Former Missouri Sen. John Danforth sharply criticized the state’s current political discourse during his eulogy for state auditor and Republican gubernatorial candidate Tom Schweich on Tuesday.

“Words do hurt. Words can kill. That has been proven right here in our home state,” the Republican told an audience packed with the state’s top political figures, including Democratic Gov. Jay Nixon, Republican Lt. Gov. Peter Kinder, Sens. Roy Blunt (R-Mo.) and Claire McCaskill (D-Mo.) and St. Louis Mayor Francis Slay, according to the St. Louis Post-Dispatch.

Schweich died after an apparent suicide in his suburban St. Louis home last Thursday. Danforth said in his speech that he had spoken with Schweich two days before and that Schweich was “upset about” a radio commercial and a “whispering campaign” that he was Jewish.

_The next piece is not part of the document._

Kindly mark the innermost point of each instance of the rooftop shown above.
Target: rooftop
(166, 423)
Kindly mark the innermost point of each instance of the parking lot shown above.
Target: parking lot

John Danforth decries ‘anti-Semitic whispers’ in Tom Schweich eulogy, Nick Gass, Politico, today

This is a seriously weird political story, folks.  I read a lengthy background article about it on Friday, hours after the news of Schweich’s suicide broke, and it already was clear that this was no garden variety political story.  But, a whispering campaign that the guy was … Jewish?  In 2015?  In this country? In supposedly mainstream politics?  Seriously?

Okay, so anyway … please start that whispering campaign about me.  I myself am about to start one about Robert Waldmann.  I know it will upset him deeply, though, so just don’t tell him I’m the rumormonger, okay?